Tag Archives: unix commands

Increase the speed of your Web pages

There are commercial utilities that will optimize your HTML and your images, cutting the size down so your stuff loads faster and you save bandwidth. But I like free.
I found free.

Back in the day, I told you about two programs, one for Windows and one for Unix, that will crunch down your JPEGs by eliminating metadata that’s useless to Web browsers. The Unix program will also optimize the Huffman tables and optionally resample the JPEG into a lossier image, which can net you tremendous savings but might also lower image quality unacceptably.

Yesterday I stumbled across a program on Freshmeat that strips out extraneous whitespace from HTML and XML files called htmlcrunch. Optionally, it will also remove comments. The program works in DOS–including under a command prompt in Windows 9x/NT/2000/XP, and it knows how to handle long filenames–or Unix.

It’s not advertised as such, but I suspect it ought to also work on PHP and ASP files.

How much it will save you depends on your coding style, of course. If you tend to put each tag on one line with lots of pretty indentation like they teach in computer science classes, it will probably save you a ton. If you code HTML like me, it’ll save you somewhat less. If you use a WYSIWYG editor, it’ll probably save you a fair bit.

It works well in conjunction with other tools. If you use a WYSIWYG editor, I suggest you first run the code through HTML Tidy first. HTML Tidy, unlike htmlcrunch, actually interprets the HTML and removes some troublesome information. But in some cases, HTML Tidy will add characters, but this is usually a good thing–its changes improve browser compatibility. If you feed HTML Tidy a bunch of broken HTML, it’ll fix it for you.

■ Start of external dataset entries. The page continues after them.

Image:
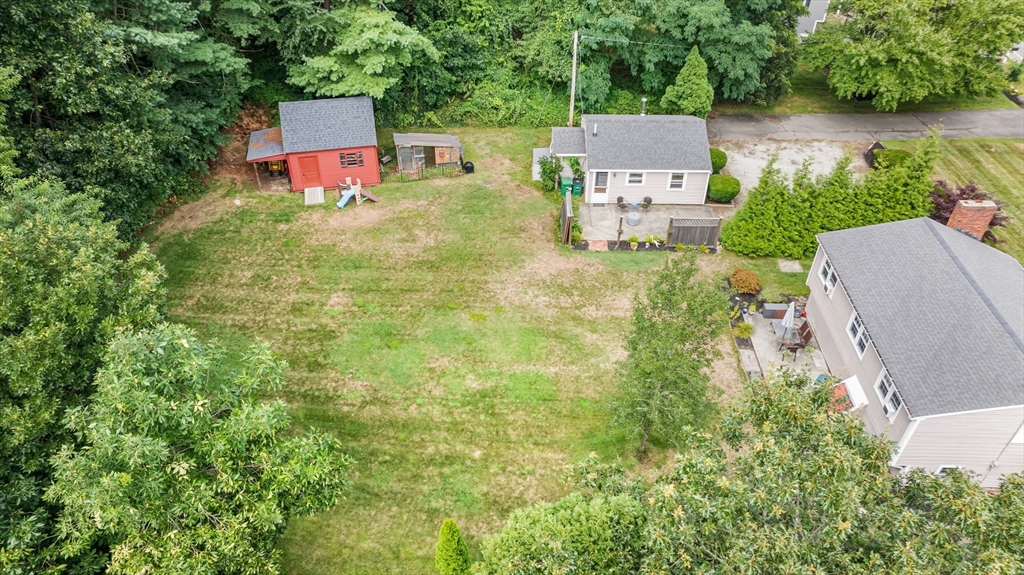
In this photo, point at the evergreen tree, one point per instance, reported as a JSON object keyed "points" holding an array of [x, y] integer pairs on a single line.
{"points": [[692, 93], [452, 555]]}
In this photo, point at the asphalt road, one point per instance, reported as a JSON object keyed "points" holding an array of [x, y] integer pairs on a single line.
{"points": [[868, 127]]}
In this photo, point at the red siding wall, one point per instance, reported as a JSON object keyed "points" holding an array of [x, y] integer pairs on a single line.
{"points": [[330, 168]]}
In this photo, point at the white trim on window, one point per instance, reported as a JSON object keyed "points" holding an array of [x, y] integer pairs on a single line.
{"points": [[858, 335], [826, 273], [681, 181], [629, 178], [892, 402]]}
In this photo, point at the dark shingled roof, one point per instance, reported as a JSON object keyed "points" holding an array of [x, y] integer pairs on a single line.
{"points": [[264, 143], [567, 141], [944, 311], [328, 124], [646, 142]]}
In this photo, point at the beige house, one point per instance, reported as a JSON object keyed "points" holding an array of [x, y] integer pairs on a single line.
{"points": [[924, 324], [665, 158]]}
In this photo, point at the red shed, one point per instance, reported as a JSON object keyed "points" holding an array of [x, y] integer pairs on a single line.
{"points": [[323, 141]]}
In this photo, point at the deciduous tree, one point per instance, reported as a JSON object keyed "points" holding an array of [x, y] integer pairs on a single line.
{"points": [[691, 93], [805, 489], [182, 470], [665, 384], [897, 52], [66, 290]]}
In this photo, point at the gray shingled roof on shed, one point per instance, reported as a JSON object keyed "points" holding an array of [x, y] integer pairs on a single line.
{"points": [[646, 142], [328, 124], [567, 141], [944, 311], [264, 143]]}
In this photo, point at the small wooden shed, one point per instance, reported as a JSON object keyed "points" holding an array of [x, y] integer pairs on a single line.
{"points": [[417, 151]]}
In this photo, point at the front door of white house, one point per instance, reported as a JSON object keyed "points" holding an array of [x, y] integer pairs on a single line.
{"points": [[599, 193]]}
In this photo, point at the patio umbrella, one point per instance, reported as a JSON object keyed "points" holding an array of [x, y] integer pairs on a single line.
{"points": [[787, 319]]}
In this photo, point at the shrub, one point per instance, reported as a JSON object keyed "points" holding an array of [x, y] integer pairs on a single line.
{"points": [[744, 281], [722, 188], [891, 158], [718, 160], [743, 330], [452, 555], [551, 167]]}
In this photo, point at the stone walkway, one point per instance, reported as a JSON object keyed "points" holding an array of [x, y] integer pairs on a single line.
{"points": [[869, 127]]}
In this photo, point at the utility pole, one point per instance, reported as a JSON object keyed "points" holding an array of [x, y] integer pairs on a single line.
{"points": [[576, 47]]}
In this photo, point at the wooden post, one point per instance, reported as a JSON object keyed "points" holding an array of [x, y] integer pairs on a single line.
{"points": [[576, 48]]}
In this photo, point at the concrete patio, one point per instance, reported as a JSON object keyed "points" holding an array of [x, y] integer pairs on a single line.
{"points": [[766, 348], [601, 221]]}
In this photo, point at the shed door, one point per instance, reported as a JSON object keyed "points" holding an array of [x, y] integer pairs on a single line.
{"points": [[310, 171]]}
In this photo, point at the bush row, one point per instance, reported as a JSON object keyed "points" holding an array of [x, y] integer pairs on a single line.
{"points": [[781, 218]]}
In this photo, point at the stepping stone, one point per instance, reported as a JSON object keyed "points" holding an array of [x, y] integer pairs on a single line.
{"points": [[791, 266]]}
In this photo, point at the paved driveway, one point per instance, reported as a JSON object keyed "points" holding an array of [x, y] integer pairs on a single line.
{"points": [[868, 127]]}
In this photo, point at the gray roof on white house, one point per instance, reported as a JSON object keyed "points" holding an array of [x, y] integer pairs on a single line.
{"points": [[646, 142], [567, 141], [328, 124], [944, 311]]}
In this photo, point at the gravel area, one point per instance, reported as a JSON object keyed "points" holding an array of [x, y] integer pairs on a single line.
{"points": [[748, 159]]}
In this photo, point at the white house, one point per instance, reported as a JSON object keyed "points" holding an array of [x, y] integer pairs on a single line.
{"points": [[665, 158], [925, 325]]}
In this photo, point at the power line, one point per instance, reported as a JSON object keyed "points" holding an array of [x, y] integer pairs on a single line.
{"points": [[635, 42]]}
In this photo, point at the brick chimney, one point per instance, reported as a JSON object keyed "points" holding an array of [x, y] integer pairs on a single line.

You can further optimize your HTML with the help of a pair of Unix commands. But you run Windows? No sweat. You can grab native Windows command-line versions of a whole slew of Unix tools in one big Zip file here.

I’ve found that these HTML tools sometimes leave spaces between HTML elements under some circumstances. Whether this is intentional or a bug in the code, who knows. But it’s easy to fix with the Unix tr command:

tr "> indexopt.html

Some people believe that Web browsers parse 255-character lines faster than any other line length. I’ve never seen this demonstrated. And in my experience, any Web browser parses straight-up HTML plenty fast no matter what, unless you’re running a seriously, seriously underpowered machine, in which case optimizing the HTML isn’t going to make a whole lot of difference. Also in my experience, every browser I’ve looked at parses CSS entirely too slow. It takes most browsers longer to render this page than it takes for my server to send it over my pokey DSL line. I’ve tried mashing my stylesheets down and multiple 255-character lines versus no linebreaks whatsoever made little, if any, difference.

But if you want to try it yourself, pass your now-optimized HTML file(s) through the standard Unix fmt command, like so:

fmt -w 255 index.html > index255.html

Optimizing your HTML files to the extreme will take a little time, but it’s probably something you only have to do once, and your page visitors will thank you for it.

A remote administration Unix trick

OK, here’s the situation. I had a Linux box running Squid, chugging away, saving us lots of bandwidth and speeding things up and making everything wonderful, but we wanted numbers to prove it, and we liked being able to just check up on it periodically. Minimalist that I am, though, I never installed Telnet or SSH on it. And besides, I haven’t found an SSH client for Windows I really like, and Telnet is horribly insecure.
Sure, I could just walk up to it and log in and look around. But the server was several city blocks away from my base of operations. For a while it was a good excuse to go for a walk and talk to girls, but there weren’t always girls around to talk to, and, well, sometimes I needed to check up on the server while I was in the middle of something else.

So here’s what I did. I used CGI scripts for the commands I wanted. Take this, for example:

echo ‘Content-type: text/html’
echo ”
echo ‘‹pre›’
ps waux
echo ”
cat /proc/meminfo
echo ‘‹/pre›’

Then I dropped those files into my cgi-bin directory and chmodded them to 755. From then on, I could check on my server by typing into a Web browser. Boom, the server would tell me what processes were running, how much memory was in use, and even more cool, how much memory was used by programs and how much was used for caching.

Here’s how it works. The first two lines fake out Apache and your Web browser, essentially just giving them a header so they’ll process the output of these commands. The next line tells it it’s pre-formatted text, so don’t mess with it. This isn’t necessary for all commands, but for commands like ps that output multicolumn stuff, it’s essential. Next, you can type whatever Unix commands you want. Their output will be directed to the Web browser. I echoed a blank line just so the memory usage wouldn’t butt up against the process info. The last line just cleans up.

I wrote up scripts for all the commands I frequently used, so that way when my boss wanted to know how Squiddy was doing, I could tell him. For that matter, he could check it himself.

But if I knew there were going to be girls around, I went ahead and made an excuse to walk that direction anyway. Some things are more important than remote administration, right?